Emerging Metabolic Targets in the Therapy of Hematological Malignancies

University of Bern, Department of Clinical Research, Division of Pediatric Hematology/Oncology, Murtenstrasse 31, 3010 Bern, Switzerland

Received 24 April 2013; Revised 15 July 2013; Accepted 15 July 2013

Academic Editor: Beric Henderson

Copyright © 2013 Zaira Leni et al. This is an open access article distributed under the Creative Commons Attribution License, which permits unrestricted use, distribution, and reproduction in any medium, provided the original work is properly cited.

Abstract

During the last decade, the development of anticancer therapies has focused on targeting neoplastic-related metabolism. Cancer cells display a variety of changes in their metabolism, which enable them to satisfy the high bioenergetic and biosynthetic demands for rapid cell division. One of the crucial alterations is referred to as the “Warburg effect”, which involves a metabolic shift from oxidative phosphorylation towards the less efficient glycolysis, independent of the presence of oxygen.
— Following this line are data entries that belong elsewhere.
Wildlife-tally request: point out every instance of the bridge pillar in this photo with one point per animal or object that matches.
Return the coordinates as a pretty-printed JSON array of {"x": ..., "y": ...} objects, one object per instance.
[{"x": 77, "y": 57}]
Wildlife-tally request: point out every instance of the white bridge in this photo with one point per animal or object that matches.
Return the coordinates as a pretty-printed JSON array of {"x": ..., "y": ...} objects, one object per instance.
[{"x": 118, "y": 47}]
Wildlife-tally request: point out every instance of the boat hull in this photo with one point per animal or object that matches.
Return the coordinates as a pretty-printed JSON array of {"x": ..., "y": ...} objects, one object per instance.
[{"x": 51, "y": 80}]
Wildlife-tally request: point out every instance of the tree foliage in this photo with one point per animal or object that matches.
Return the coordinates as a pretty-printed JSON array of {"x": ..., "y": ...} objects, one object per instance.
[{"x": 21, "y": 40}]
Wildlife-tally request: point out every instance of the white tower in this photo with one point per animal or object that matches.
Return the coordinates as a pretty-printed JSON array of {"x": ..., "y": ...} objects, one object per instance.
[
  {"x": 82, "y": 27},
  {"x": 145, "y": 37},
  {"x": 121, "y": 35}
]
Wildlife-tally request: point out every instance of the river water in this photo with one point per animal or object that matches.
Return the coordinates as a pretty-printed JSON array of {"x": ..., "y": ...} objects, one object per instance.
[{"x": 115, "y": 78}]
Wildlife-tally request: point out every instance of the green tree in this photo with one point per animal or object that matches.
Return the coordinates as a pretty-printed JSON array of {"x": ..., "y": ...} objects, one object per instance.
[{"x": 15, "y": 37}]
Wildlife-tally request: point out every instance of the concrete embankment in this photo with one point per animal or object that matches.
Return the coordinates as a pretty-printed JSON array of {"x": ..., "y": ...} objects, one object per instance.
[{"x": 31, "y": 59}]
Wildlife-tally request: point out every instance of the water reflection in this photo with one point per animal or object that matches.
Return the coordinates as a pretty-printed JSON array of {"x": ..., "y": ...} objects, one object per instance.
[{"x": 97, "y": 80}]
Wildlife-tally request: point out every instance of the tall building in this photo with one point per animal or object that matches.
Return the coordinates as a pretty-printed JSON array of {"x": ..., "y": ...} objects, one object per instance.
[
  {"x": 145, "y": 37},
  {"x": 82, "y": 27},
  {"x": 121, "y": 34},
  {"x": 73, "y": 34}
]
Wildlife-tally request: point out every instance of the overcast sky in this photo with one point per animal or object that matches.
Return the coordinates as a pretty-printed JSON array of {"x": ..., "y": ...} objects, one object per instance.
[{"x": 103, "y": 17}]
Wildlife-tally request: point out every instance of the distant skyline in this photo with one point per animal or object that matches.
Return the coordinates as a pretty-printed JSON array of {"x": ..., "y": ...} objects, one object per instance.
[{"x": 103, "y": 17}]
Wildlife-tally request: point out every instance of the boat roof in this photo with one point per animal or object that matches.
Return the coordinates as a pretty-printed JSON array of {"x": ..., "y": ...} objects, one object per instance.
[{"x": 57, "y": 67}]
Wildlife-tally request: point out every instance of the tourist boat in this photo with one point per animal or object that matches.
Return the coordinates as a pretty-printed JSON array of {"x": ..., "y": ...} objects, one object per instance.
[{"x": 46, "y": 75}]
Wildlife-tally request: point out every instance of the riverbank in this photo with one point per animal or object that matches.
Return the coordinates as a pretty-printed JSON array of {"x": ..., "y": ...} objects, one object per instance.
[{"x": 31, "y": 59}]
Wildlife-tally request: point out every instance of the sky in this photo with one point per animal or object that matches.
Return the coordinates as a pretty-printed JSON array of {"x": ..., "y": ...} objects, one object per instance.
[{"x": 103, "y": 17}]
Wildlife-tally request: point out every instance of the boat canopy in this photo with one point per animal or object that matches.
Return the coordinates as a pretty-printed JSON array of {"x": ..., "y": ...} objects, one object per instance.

Although there are many examples of solid tumors having altered metabolism with high rates of glucose uptake and glycolysis, it was only recently reported that this phenomenon occurs in hematological malignancies. This review presents evidence that targeting the glycolytic pathway at different levels in hematological malignancies can inhibit cancer cell proliferation by restoring normal metabolic conditions. However, to achieve cancer regression, high concentrations of glycolytic inhibitors are used due to limited solubility and biodistribution, which may result in toxicity. Besides using these inhibitors as monotherapies, combinatorial approaches using standard chemotherapeutic agents could display enhanced efficacy at eradicating malignant cells. The identification of the metabolic enzymes critical for hematological cancer cell proliferation and survival appears to be an interesting new approach for the targeted therapy of hematological malignancies.